遭遇するのは夏の川辺。水浴びや魚捕りに来た子供らのもとへ、いつのまにか同じ背丈の童のような姿で交じり、相撲や追いかけっこに誘い込んでくる。人の少ない淵や堰のあたりを好み、日が傾くころに現れやすい。相撲に応じれば皿の水が乾くまでは容易に勝てず、深みへ引き込まれかねない。

Lore

河童の呼び名は地方ごとに大きく異なり、東国の「かっぱ」に対して西国・九州では「かわたろう」が広く用いられ、その地方名は八十余を数える。

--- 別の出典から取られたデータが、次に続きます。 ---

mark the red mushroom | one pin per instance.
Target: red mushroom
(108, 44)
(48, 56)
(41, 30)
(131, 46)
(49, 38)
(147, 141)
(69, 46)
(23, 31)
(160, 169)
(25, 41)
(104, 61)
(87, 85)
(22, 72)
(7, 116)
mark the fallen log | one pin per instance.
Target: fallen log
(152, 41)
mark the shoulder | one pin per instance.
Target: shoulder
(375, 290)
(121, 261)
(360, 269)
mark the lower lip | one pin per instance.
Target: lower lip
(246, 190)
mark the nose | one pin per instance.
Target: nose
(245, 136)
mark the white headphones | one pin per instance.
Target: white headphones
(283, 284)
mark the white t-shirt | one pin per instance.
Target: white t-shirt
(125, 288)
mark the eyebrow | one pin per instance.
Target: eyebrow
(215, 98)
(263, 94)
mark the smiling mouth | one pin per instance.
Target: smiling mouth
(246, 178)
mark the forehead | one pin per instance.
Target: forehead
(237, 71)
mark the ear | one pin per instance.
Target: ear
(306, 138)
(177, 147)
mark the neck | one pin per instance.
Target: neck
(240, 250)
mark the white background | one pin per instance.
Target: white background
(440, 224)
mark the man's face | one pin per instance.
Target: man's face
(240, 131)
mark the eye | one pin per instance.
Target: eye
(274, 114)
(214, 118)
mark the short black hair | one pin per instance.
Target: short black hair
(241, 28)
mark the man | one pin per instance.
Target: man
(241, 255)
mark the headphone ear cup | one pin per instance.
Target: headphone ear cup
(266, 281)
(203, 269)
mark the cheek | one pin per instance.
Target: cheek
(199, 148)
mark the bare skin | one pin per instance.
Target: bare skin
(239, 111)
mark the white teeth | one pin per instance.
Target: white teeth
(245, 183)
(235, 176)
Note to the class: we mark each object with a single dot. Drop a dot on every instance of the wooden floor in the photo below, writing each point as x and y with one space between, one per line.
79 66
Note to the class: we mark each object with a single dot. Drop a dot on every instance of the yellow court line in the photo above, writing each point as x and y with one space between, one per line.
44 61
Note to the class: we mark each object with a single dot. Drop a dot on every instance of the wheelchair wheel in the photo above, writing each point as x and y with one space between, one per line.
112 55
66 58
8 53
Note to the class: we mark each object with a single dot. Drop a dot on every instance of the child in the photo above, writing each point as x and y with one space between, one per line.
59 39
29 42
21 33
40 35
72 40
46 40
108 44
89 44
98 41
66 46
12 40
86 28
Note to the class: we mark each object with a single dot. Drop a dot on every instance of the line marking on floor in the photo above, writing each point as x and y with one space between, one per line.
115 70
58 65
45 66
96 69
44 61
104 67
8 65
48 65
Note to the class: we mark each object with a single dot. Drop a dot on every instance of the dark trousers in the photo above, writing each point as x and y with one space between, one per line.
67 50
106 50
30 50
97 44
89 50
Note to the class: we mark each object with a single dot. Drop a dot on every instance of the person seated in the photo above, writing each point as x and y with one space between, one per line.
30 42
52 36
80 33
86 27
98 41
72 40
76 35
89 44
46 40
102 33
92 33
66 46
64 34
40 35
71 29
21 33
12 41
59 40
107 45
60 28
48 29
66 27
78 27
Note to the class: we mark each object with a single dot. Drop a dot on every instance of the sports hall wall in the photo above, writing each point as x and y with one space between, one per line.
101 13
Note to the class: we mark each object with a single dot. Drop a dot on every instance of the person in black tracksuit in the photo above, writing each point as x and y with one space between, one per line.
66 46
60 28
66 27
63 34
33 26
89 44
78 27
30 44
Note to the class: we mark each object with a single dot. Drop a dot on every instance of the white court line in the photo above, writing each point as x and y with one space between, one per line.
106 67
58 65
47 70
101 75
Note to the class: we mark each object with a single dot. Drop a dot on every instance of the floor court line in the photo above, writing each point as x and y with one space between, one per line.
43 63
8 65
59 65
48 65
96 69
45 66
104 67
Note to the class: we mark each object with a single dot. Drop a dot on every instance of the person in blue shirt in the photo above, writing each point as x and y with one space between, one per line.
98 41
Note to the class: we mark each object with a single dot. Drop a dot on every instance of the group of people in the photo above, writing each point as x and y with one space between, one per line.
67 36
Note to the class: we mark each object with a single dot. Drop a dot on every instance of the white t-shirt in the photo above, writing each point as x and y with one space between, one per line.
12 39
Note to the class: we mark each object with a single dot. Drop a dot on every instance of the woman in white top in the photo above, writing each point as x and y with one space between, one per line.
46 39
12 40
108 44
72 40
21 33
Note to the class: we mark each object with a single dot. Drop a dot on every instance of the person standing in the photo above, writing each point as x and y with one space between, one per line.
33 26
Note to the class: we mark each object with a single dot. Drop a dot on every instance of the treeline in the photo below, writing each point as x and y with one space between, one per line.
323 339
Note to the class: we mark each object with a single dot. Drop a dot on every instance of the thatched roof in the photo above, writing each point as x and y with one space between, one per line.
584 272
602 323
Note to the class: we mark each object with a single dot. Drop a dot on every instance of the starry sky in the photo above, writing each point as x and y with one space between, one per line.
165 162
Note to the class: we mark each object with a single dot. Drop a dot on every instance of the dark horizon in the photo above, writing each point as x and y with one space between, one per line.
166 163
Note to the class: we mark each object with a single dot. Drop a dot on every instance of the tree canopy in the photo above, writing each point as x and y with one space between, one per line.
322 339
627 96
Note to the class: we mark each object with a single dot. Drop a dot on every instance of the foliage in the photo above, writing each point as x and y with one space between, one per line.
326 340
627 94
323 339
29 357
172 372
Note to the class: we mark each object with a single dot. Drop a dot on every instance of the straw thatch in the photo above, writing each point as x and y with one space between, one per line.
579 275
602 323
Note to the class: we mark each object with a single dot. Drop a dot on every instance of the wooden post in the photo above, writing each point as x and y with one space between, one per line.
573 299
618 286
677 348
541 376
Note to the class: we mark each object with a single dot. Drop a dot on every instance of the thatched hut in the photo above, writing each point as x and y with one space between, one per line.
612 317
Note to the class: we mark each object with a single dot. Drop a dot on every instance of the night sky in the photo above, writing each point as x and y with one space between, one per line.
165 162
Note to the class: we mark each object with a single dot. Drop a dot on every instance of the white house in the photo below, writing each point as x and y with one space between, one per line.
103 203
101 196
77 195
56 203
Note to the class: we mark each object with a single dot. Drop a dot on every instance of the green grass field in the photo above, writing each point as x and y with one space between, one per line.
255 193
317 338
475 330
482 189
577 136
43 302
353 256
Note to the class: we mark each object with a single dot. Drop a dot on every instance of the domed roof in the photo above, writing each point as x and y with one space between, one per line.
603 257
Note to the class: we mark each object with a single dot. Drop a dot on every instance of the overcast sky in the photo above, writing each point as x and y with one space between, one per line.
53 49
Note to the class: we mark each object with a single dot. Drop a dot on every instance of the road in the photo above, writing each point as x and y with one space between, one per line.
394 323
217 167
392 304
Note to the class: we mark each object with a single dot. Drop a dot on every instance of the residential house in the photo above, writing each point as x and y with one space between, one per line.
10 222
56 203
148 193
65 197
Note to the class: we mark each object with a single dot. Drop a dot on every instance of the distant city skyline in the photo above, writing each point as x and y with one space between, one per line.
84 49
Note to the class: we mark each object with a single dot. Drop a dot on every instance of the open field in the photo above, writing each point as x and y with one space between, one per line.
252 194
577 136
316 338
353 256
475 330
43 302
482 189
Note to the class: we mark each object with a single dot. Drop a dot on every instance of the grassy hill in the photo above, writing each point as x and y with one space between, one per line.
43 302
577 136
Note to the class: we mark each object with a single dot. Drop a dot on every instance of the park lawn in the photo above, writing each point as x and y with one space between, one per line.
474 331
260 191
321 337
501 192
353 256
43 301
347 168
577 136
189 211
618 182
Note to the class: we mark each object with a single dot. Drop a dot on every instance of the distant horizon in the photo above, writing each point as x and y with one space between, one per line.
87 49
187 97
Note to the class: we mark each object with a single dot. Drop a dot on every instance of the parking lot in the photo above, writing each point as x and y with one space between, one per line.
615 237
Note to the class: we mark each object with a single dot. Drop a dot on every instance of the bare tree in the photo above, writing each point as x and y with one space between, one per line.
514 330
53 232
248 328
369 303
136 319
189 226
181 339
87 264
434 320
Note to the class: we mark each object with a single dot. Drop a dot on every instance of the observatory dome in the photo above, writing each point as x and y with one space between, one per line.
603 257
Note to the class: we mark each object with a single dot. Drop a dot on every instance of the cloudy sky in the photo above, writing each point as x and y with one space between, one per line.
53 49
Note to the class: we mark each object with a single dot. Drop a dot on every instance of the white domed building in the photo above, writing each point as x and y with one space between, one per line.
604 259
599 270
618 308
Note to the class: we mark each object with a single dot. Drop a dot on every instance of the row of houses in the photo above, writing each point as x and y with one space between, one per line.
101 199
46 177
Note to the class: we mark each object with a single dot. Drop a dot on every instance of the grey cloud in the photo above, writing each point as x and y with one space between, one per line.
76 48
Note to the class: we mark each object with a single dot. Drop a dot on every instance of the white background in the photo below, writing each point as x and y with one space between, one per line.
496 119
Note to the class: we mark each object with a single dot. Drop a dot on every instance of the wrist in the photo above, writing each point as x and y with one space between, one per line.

頭の皿に水を湛える間は勇士の何倍もの力を出すが、水が尽きると力を失うと語られる。捕らえられて許される代わりに詫び証文を書き、以後は悪さをしないと約束する話型が各地に伝わり、その証文と称する品を家宝とする家もある。

Traits

水を離れれば力を失うため、頭の皿には常に水を湛えている。相撲を無類に好み、皿の水が満ちる間は大人でも押し負けるほどの怪力を発揮する。キュウリを好物とし、鉄や鹿の角といった金属を嫌う。人と交わした約束は固く守る一方、破った相手は許さず、仲間を呼び集めて執拗に報復するという。